Ménage s’emploie à toutes ces sollicitations avec beaucoup d’activité, et renonçant pour de bon cette fois à la galanterie, il paraît avoir joué le rôle d’un véritable ami. Mme de La Fayette l’en récompense en témoignant non moins d’intérêt aux affaires de Ménage qu’aux siennes propres. En femme qui a appris à connaître le prix de l’argent, elle le tance vertement pour avoir prêté sans garantie quatre cents pistoles à un gentilhomme suédois. « Il n’y a que vous au monde, s’écrie-t-elle, qui aille chercher des gens du Nord pour leur prêter votre argent. Je pense que c’est pour être plus assuré qu’on ne vous le rendra point, car je ne crois pas que vous prétendiez le retirer de votre vie. Mais est-ce que vous ne comprenez point ce que c’est que quatre cents pistoles pour les jeter ainsi à la tête d’un Ostrogoth que vous ne reverrez jamais ? Je dis qu’il vous faudrait mettre en tutelle. » Cependant ses sentimens pour Ménage trouvent aussi pour s’exprimer des accens moins rudes. Par un scrupule assurément excessif, elle se reproche de n’avoir pas toujours apprécié à sa valeur l’attachement qu’il lui avait témoignée dès sa jeunesse et deux années avant sa mort, elle s’en excuse auprès de lui avec une bonne grâce touchante. « Que l’on est sotte quand on est jeune ! lui écrit-elle.
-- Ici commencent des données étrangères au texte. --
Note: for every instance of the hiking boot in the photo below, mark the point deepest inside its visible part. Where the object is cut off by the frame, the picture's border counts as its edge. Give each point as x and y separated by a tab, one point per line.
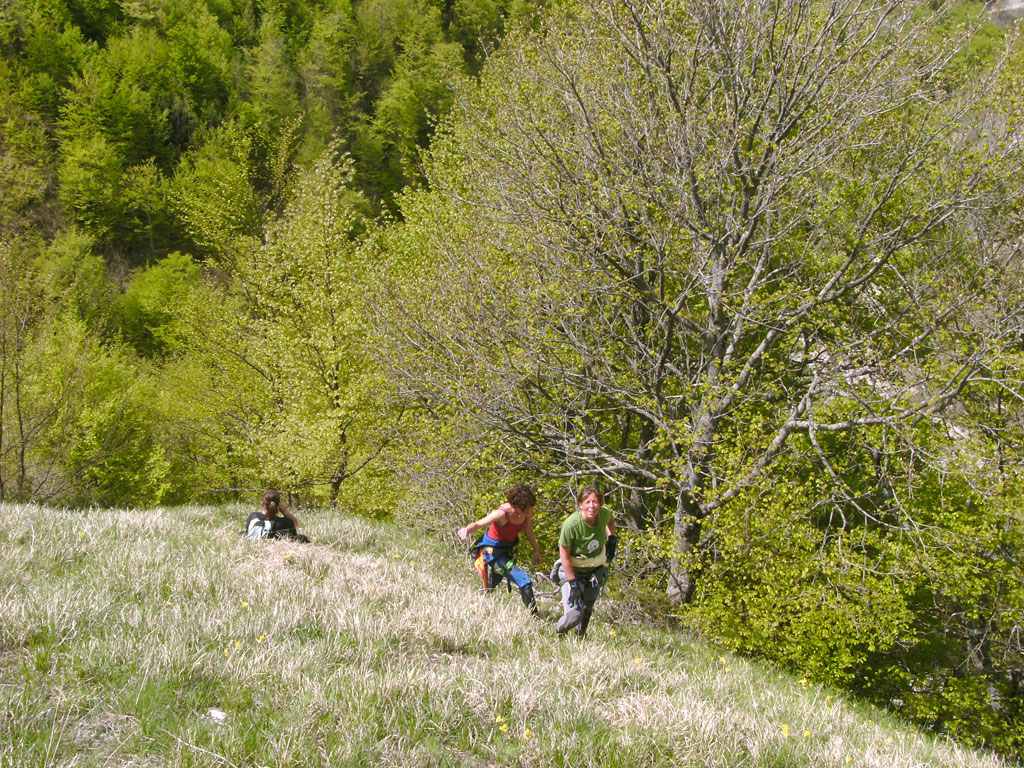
570	619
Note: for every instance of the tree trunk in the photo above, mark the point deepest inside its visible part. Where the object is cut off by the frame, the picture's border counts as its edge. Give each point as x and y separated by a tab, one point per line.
682	580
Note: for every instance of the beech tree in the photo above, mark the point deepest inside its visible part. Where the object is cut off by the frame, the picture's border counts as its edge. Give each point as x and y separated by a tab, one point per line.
670	244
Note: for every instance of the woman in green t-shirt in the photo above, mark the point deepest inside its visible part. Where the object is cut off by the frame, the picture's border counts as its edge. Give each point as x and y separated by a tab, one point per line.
586	545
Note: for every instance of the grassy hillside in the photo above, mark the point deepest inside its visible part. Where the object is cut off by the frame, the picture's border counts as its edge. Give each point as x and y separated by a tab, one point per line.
163	638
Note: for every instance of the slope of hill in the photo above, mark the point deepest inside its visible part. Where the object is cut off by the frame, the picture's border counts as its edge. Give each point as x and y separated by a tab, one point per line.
163	638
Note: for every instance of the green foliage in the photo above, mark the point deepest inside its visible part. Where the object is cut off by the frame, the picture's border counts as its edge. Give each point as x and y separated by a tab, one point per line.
146	313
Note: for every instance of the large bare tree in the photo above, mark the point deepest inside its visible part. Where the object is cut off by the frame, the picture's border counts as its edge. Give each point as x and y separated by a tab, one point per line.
669	243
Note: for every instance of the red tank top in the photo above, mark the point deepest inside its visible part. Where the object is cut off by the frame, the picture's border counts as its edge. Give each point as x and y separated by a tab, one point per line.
508	532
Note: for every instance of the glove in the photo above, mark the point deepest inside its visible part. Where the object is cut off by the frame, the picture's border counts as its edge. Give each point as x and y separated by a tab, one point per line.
576	594
609	548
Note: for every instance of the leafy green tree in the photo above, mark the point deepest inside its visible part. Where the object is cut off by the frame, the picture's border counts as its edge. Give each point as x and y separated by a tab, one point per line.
754	267
669	295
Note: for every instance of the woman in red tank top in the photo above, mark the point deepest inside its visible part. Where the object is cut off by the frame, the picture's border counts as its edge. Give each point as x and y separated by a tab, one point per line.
495	550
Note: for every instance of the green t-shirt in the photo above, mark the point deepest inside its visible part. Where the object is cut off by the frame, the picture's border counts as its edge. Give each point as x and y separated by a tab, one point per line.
586	543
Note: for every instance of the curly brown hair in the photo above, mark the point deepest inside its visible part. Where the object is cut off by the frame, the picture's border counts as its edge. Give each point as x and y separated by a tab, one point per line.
271	501
521	496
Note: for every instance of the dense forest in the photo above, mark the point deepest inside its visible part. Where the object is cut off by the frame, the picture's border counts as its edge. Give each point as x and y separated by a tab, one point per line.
754	267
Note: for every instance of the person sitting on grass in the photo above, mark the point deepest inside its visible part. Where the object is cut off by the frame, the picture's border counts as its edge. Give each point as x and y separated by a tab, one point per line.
495	550
586	546
272	520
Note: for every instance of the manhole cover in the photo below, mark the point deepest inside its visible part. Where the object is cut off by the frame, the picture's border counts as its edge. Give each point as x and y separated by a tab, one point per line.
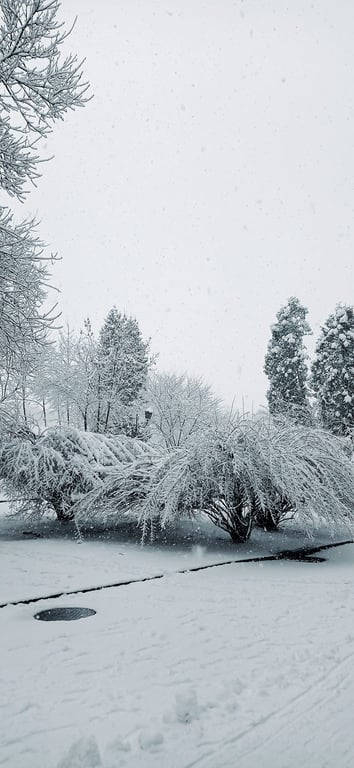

On n’est obligée de rien et l’on ne connaît pas le prix d’un ami comme vous. Il en coûte cher pour devenir raisonnable. Il en coûte la jeunesse ! »

La jeunesse s’était écoulée, en effet, et avec les années on voit encore une fois changer le ton des lettres de Mme de La Fayette. Plus de coquetterie ; plus d’enjouement ; plus d’affaires. Elles ne sont guère remplies que de détails sur sa santé et de plaintes sur ses maux. C’est un chien de mal que les vapeurs. On ne sait ni d’où il vient, ni à quoi il tend, ni quoi lui faire. Il n’ôte pas seulement la santé ; il ôte l’esprit et la raison ; si jamais elle est en état d’écrire, elle fera un livre entier contre ce mal. En attendant, elle ne mange plus, elle ne dort plus. Elle est toujours triste, chagrine, inquiète, sar chant très bien qu’elle n’a aucun sujet de tristesse, de chagrin ni d’inquiétude. Elle se désapprouve continuellement, c’est un état assez rude. Aussi ne croit-elle pas y pouvoir subsister, et dans la pensée de sa mort prochaine, elle demande à Ménage de conserver à ses enfans l’amitié qu’il lui a toujours témoignée. « Un ami tel que vous, lui écrit-elle, sera le meilleur morceau de la succession que je leur laisserai. »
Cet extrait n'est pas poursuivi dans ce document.